Pare segno di un nervosismo comprensibile quando non si riesce a dare risposte adeguate ai colleghi e si perde il contatto con le redazioni. Si prosciuga la capacità di rappresentanza quando ci si rinchiude nell’autorefenzialità. Lo provano quegli oltre 1500 colleghi che hanno preferito rivolgersi direttamente al Colle. Il buon senso porterebbe a cambiare rotta e a riporre le logiche muscolari. Di praticare davvero e in modo leale il confronto. Con senso di responsabilità. Aprendolo all’apporto di esperti, con tutti i necessari approfondimenti. Senza strumentalismi.
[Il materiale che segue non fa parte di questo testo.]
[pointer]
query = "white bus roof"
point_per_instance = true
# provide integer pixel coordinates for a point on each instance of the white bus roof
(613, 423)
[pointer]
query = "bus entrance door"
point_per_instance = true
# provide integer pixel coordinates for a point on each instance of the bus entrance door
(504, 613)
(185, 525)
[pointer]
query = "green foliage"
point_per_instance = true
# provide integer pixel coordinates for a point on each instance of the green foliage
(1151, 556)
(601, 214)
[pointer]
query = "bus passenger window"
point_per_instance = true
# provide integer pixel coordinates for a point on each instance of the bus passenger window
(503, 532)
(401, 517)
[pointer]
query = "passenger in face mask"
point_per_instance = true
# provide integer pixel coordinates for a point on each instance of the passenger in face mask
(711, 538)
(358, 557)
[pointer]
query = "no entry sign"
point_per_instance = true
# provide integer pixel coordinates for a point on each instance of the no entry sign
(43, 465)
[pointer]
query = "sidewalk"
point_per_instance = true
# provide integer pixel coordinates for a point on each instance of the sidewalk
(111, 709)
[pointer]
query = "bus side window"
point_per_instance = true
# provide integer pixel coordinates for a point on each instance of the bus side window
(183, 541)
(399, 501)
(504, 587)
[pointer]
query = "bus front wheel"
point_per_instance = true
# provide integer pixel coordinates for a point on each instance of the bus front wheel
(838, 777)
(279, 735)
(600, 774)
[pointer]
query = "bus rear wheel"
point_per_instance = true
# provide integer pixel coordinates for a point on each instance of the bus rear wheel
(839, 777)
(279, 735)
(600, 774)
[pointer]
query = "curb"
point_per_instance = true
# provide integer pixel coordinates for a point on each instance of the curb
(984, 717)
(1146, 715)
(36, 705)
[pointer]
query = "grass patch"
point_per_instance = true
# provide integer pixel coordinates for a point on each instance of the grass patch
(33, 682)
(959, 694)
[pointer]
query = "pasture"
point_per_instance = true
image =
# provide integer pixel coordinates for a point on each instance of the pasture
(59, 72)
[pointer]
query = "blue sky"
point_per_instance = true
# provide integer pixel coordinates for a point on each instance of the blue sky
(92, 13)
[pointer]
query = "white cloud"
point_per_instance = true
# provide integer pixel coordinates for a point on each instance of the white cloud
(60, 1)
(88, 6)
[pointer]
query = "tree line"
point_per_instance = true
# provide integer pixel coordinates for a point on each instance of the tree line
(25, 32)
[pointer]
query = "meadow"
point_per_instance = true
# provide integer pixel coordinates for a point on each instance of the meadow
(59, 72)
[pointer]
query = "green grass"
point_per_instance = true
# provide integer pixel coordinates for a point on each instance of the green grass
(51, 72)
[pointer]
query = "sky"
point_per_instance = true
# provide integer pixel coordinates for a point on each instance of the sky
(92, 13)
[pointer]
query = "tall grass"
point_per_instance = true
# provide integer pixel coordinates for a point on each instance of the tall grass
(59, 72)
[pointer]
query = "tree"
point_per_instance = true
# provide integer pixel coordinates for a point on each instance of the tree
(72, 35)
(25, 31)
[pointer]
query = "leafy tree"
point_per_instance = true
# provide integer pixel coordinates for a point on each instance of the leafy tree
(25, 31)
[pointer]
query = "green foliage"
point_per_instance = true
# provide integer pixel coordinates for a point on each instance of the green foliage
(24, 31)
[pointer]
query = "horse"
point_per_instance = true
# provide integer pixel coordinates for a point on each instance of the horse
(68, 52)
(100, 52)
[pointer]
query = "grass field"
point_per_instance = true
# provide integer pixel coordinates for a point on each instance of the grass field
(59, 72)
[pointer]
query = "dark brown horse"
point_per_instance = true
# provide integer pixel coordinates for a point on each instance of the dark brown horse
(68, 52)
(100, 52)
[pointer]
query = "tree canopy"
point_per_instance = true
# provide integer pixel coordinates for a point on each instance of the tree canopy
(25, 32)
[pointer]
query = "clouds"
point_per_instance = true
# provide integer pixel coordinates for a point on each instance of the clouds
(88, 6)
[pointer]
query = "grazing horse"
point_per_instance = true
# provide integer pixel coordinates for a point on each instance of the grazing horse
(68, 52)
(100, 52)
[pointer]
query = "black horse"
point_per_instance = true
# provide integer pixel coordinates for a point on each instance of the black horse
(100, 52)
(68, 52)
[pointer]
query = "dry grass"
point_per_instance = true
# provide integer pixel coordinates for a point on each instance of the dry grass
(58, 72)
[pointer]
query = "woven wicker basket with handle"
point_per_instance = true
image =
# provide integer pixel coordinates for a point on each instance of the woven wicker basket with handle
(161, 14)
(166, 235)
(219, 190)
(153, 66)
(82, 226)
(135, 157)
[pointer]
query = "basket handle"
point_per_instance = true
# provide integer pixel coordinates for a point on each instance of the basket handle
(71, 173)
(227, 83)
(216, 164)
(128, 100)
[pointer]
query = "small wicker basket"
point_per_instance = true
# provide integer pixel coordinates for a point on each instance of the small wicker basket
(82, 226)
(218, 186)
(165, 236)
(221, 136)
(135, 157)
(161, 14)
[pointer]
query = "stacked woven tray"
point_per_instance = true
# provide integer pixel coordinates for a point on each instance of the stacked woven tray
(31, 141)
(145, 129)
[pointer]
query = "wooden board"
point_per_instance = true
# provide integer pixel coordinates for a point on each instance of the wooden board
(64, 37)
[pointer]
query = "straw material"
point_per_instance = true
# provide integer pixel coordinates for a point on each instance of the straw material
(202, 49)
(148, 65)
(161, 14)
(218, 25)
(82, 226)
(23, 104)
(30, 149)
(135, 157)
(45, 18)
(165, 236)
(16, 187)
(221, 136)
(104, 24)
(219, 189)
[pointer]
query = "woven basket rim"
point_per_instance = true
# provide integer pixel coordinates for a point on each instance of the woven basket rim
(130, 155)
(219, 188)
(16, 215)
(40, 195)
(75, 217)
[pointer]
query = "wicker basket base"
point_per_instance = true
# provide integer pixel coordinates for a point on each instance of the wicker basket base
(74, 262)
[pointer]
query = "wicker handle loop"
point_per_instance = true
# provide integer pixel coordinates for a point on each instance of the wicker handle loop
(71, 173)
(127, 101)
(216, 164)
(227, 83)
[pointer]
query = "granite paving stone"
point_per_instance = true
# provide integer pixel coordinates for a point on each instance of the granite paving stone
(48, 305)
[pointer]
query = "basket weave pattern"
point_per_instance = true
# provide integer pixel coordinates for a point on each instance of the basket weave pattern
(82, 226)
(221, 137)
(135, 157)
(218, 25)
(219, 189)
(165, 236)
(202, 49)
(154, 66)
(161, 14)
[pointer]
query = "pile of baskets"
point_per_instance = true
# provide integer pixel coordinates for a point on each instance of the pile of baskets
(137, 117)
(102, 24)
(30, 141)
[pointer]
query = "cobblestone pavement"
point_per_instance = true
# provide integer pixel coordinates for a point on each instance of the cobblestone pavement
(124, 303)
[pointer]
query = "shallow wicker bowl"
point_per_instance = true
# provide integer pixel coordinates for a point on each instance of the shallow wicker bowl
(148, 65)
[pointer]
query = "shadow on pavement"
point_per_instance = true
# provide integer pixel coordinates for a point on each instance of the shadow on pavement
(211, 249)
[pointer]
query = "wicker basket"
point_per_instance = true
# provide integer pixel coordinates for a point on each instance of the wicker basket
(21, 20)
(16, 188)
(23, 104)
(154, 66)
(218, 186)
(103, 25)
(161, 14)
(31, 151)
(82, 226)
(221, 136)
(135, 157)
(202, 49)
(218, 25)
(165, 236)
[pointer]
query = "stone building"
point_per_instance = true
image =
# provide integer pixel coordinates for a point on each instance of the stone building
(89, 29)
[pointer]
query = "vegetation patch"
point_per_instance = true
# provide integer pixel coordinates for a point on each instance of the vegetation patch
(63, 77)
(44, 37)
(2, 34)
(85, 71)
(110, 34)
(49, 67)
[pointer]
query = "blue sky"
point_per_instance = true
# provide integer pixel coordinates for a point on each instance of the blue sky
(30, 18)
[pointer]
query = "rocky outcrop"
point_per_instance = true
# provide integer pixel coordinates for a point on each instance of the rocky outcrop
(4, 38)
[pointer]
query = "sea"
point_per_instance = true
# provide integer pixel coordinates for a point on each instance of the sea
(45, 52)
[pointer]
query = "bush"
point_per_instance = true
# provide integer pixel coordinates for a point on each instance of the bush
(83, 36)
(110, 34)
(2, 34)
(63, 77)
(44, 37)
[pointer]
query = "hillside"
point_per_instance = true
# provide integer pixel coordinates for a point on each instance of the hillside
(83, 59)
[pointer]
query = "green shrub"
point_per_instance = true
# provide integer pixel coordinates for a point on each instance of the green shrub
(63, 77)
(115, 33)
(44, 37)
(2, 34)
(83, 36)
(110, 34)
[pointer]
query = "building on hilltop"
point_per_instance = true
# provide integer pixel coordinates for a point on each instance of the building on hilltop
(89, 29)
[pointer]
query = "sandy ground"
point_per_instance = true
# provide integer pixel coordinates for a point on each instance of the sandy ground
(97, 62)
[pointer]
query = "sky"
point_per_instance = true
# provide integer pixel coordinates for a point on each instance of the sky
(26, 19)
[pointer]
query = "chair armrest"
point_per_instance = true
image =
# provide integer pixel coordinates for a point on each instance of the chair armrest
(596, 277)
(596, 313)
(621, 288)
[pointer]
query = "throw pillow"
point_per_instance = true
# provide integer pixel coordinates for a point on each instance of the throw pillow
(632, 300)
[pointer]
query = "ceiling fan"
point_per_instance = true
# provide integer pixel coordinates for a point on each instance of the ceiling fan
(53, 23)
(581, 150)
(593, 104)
Perché in gioco non c’è un congresso sindacale da vincere o un assetto di vertice da ribaltare. C’è il presente e il futuro di tutti noi.
Il tempo sono i sei mesi concessi dal governo per la proroga al commissariamento dell’Inpgi. Coinvolgimento, trasparenza, ascolto e soprattutto mobilitazione della intera categoria sono indispensabili per avere forza nel confronto con editori e governo. Non basta un tavolo tecnico con l’esecutivo. Quello delle pensioni non è solo tema interno all’Inpgi. Riguarda tutti i giornalisti italiani. Proprio per la tempesta politica, per gli effetti devastanti della pandemia e per la drammatica crisi economica che abbiamo di fronte non possiamo permetterci altro che un confronto vero e aperto a tutto campo, con una categoria unita. Oppure la crisi rischia di travolgere tutto.